For instance, one fan said that they reminded her of her dad attending sporting events (bundled up and masked). Another fan said, “I loved them and wanted to share!” but sadly found them removed. Yet another fan proclaimed, “Sorry I missed them! Those Bernie memes are so funny.” I added my two cents: “Deleted? That’s a shame, as they show how relevant Austen is at this very moment.” Indeed, I understand why the moderators removed the posts, but I also thought about how many Austen fans seem to hold her up as an apolitical saint. Of course, those of us who have read Austen critically and in context know that plenty of scholars have shown how “political” Austen really was and how she tempered and veiled some of this politics in her writing but certainly did not eschew it.
That surely is another takeaway point from the Austen-Sanders meme going viral. While we might say they are too political for an Austen fan club page and that Austen has no place in twenty-first century American politics–and perhaps Sanders no place in Austen’s world–these two worlds complement each other and point to the fact that something as foreign to Austen’s time as a presidential inauguration and a politician’s image going viral can be productively mashed up to bring fans together. The joining of these two universes brought some added joy to an already momentous occasion that will surely go down in history as one of America’s most interesting inaugurations.

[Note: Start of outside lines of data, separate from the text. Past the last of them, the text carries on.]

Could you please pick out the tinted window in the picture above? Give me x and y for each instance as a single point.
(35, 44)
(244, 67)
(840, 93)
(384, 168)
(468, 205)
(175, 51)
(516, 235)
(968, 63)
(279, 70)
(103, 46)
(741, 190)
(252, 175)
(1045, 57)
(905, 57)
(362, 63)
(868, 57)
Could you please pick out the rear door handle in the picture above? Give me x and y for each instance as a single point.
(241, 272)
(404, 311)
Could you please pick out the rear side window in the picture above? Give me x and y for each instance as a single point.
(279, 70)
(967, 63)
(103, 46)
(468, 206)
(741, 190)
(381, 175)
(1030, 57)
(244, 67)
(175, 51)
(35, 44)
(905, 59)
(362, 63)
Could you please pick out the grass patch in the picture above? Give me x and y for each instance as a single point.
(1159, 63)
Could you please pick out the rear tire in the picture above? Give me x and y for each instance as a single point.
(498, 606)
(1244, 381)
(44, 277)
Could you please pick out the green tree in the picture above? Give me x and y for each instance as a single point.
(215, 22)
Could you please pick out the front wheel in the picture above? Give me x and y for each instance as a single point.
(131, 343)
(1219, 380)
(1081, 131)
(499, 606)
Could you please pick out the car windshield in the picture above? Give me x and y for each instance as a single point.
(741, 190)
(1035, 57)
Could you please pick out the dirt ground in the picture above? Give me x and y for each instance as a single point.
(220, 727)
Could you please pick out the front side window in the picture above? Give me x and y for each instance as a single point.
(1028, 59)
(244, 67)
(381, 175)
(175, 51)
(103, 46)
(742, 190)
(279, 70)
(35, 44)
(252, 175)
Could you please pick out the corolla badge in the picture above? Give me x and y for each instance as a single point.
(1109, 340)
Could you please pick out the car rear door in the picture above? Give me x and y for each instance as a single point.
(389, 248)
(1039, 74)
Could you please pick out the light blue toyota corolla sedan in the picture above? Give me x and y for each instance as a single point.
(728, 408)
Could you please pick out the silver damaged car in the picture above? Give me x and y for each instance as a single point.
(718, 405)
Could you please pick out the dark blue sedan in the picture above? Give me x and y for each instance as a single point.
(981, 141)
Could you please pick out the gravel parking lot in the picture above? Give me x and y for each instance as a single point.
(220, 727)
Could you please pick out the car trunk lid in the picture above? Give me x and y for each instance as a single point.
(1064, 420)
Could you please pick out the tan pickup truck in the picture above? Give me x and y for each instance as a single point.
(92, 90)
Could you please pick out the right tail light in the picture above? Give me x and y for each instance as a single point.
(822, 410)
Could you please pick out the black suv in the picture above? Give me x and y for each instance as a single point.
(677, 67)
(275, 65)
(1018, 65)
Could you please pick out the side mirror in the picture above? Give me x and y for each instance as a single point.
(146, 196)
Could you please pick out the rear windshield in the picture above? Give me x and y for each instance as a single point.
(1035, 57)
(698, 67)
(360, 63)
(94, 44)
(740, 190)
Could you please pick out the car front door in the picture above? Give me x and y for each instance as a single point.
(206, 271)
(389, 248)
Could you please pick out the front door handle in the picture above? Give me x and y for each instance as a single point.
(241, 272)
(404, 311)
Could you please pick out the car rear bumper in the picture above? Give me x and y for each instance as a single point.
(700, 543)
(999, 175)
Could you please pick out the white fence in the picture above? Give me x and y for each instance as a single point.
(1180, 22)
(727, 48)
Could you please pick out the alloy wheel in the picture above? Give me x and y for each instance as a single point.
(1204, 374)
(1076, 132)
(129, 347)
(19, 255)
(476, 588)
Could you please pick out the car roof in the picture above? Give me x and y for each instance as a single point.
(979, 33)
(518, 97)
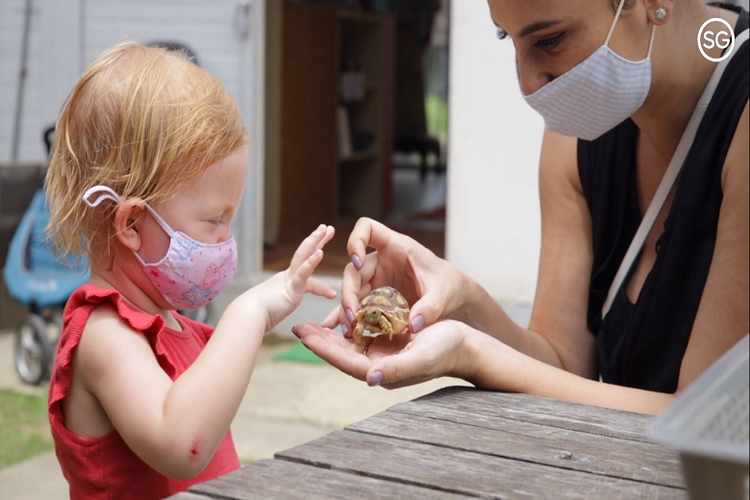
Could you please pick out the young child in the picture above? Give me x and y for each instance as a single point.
(147, 173)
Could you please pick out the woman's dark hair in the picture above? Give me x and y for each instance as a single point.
(502, 34)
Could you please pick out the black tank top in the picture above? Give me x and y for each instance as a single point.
(642, 345)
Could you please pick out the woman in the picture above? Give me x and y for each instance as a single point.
(684, 301)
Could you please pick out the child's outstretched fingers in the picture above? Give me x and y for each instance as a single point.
(320, 289)
(316, 241)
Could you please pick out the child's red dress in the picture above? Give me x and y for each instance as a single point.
(105, 467)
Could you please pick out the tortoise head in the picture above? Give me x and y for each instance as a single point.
(372, 316)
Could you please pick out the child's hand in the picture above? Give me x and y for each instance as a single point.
(283, 293)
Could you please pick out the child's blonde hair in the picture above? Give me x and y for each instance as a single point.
(143, 121)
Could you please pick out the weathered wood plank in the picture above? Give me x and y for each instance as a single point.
(283, 480)
(186, 495)
(529, 442)
(534, 409)
(463, 472)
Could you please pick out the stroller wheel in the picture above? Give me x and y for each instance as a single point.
(32, 349)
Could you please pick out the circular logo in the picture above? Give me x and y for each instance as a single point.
(708, 39)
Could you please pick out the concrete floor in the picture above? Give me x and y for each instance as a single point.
(286, 404)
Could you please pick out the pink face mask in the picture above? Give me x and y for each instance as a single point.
(192, 273)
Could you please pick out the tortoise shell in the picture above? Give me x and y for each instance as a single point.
(390, 303)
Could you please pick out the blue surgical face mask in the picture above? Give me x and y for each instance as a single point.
(597, 95)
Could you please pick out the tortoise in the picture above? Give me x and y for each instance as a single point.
(384, 312)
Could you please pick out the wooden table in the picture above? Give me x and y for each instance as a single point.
(460, 443)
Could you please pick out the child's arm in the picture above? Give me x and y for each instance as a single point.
(176, 427)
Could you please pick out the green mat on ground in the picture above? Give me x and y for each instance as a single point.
(300, 353)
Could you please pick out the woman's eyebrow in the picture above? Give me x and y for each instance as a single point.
(537, 26)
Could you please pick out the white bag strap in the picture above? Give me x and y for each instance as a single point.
(675, 166)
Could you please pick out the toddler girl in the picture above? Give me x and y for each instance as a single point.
(147, 173)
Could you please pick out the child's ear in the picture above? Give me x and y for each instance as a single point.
(128, 221)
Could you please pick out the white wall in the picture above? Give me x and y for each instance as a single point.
(52, 69)
(493, 226)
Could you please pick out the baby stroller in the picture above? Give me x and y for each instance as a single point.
(42, 283)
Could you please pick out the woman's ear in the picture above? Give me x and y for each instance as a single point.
(659, 11)
(128, 222)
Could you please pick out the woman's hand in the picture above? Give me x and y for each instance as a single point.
(283, 293)
(408, 359)
(434, 288)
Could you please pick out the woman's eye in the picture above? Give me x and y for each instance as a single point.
(549, 43)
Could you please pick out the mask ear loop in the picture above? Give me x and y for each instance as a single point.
(614, 24)
(111, 195)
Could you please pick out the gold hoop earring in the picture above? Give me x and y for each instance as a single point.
(660, 14)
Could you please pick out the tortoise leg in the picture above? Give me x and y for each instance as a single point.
(386, 326)
(357, 334)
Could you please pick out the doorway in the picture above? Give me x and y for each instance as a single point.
(356, 122)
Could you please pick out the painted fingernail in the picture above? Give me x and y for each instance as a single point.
(376, 379)
(350, 316)
(417, 324)
(357, 262)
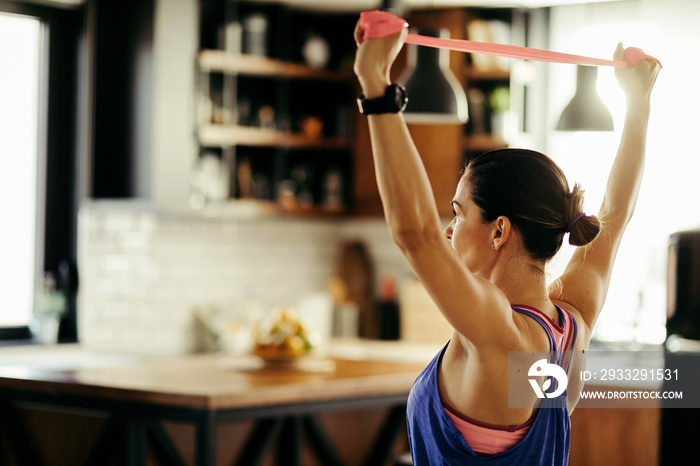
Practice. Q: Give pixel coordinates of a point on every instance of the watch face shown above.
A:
(399, 95)
(394, 100)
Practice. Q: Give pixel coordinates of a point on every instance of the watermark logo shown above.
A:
(552, 372)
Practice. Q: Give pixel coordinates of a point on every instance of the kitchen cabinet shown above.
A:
(275, 103)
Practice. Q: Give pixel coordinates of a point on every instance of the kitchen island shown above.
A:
(133, 396)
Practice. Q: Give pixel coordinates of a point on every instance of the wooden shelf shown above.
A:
(230, 135)
(474, 74)
(483, 142)
(249, 208)
(251, 65)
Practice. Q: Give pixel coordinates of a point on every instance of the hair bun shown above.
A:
(583, 229)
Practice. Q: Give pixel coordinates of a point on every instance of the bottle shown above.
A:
(388, 310)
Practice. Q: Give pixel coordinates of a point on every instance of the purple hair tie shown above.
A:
(573, 222)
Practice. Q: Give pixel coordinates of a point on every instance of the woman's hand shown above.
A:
(637, 81)
(373, 60)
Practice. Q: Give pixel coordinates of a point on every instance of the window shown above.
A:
(39, 72)
(20, 165)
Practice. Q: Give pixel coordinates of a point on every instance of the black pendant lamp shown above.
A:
(586, 111)
(435, 95)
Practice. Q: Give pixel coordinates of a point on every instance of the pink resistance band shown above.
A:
(376, 24)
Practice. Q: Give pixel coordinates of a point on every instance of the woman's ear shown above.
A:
(501, 232)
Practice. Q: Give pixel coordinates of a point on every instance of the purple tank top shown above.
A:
(434, 440)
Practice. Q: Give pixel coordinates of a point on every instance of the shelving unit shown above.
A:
(271, 119)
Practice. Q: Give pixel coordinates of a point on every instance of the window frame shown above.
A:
(58, 177)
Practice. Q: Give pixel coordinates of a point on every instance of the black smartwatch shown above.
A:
(394, 100)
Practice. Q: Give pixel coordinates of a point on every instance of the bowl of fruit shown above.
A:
(283, 337)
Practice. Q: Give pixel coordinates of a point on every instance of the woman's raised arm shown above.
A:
(584, 284)
(411, 212)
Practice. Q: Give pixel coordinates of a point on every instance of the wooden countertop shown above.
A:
(213, 381)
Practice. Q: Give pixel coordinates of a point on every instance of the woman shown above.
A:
(486, 272)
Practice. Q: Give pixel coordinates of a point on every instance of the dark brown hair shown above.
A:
(531, 190)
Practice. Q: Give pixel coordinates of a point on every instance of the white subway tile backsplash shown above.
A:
(144, 272)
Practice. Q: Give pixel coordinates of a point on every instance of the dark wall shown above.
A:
(123, 43)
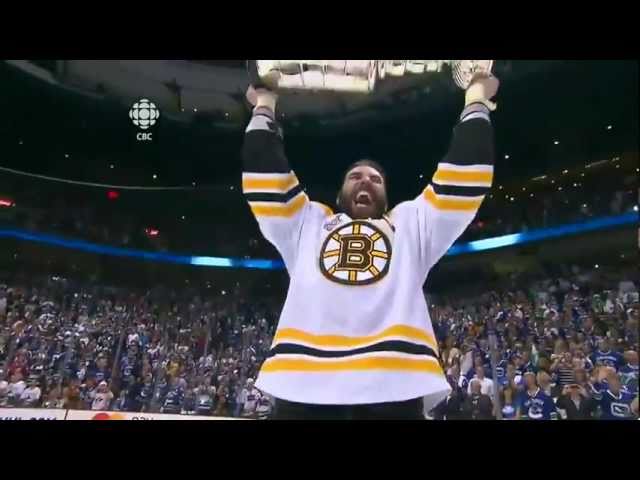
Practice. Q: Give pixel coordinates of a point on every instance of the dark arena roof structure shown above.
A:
(70, 120)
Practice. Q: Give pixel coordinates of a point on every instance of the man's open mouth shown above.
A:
(363, 198)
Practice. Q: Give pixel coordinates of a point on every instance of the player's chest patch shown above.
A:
(357, 253)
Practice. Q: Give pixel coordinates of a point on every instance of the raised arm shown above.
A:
(450, 202)
(275, 196)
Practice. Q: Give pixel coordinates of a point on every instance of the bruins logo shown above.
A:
(357, 253)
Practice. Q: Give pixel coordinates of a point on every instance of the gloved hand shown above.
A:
(482, 89)
(261, 97)
(261, 91)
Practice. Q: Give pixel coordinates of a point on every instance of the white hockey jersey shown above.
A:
(355, 328)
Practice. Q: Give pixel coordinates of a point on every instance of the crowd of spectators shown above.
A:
(201, 229)
(66, 345)
(566, 347)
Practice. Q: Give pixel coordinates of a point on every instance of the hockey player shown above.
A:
(354, 338)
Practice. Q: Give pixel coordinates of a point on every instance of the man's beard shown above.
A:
(376, 210)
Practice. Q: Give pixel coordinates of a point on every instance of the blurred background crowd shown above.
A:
(570, 340)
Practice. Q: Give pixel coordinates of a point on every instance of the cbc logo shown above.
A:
(357, 253)
(144, 114)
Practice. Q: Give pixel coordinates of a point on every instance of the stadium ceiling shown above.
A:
(71, 119)
(214, 89)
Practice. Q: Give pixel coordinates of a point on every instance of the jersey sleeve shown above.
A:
(275, 196)
(450, 202)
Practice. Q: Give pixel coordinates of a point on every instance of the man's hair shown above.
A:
(369, 163)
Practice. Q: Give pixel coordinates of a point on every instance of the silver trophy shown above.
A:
(362, 75)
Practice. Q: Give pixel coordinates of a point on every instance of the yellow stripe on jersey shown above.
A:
(444, 202)
(412, 333)
(272, 209)
(280, 183)
(460, 177)
(276, 364)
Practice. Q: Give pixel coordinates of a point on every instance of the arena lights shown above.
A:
(630, 218)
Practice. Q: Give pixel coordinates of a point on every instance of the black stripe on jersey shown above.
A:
(263, 152)
(472, 143)
(387, 346)
(460, 191)
(274, 197)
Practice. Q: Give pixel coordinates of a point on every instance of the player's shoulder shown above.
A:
(402, 209)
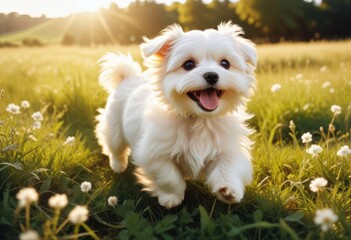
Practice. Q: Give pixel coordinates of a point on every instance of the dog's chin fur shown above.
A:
(172, 134)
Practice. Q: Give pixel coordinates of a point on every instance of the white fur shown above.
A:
(170, 137)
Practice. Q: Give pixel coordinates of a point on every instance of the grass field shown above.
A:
(61, 84)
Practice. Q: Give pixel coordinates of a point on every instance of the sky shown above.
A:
(61, 8)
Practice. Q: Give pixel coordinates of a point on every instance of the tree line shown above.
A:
(262, 20)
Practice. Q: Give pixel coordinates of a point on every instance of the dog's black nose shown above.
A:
(211, 77)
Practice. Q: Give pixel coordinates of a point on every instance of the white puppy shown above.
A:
(184, 117)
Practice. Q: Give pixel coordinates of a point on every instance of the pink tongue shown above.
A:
(208, 99)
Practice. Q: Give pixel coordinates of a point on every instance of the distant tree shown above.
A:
(194, 14)
(334, 18)
(277, 19)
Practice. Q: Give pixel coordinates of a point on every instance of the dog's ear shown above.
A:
(160, 45)
(247, 48)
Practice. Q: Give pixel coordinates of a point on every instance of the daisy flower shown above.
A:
(112, 201)
(38, 116)
(85, 186)
(325, 218)
(318, 184)
(78, 215)
(314, 150)
(344, 151)
(27, 196)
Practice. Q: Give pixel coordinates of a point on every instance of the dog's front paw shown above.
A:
(118, 165)
(170, 200)
(230, 195)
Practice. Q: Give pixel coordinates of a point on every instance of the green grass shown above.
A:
(62, 84)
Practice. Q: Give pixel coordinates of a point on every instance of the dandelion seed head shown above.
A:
(318, 184)
(25, 104)
(112, 201)
(344, 151)
(306, 137)
(78, 215)
(69, 141)
(314, 150)
(29, 235)
(13, 109)
(58, 201)
(36, 125)
(85, 186)
(325, 218)
(27, 196)
(276, 87)
(38, 116)
(336, 109)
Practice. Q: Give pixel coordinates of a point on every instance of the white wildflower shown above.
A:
(69, 141)
(323, 69)
(58, 201)
(314, 150)
(36, 125)
(31, 137)
(344, 151)
(325, 218)
(85, 186)
(318, 184)
(38, 116)
(25, 104)
(112, 201)
(326, 84)
(29, 235)
(276, 87)
(336, 109)
(78, 215)
(13, 108)
(27, 196)
(306, 137)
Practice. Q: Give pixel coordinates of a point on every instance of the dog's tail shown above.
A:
(115, 68)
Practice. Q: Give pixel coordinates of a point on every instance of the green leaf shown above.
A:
(205, 219)
(234, 231)
(288, 229)
(165, 224)
(294, 217)
(258, 215)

While the Austen-Sanders memes may not make it into the history books (but who knows?) and no one will likely associate Austen with the inauguration of Biden and Harris in years to come, those of us who watched the inauguration and scrolled through social media for the days to follow just might recall some funny “Bernie Sitting in a Chair” memes that reminded us of some beloved Austen characters and adaptations.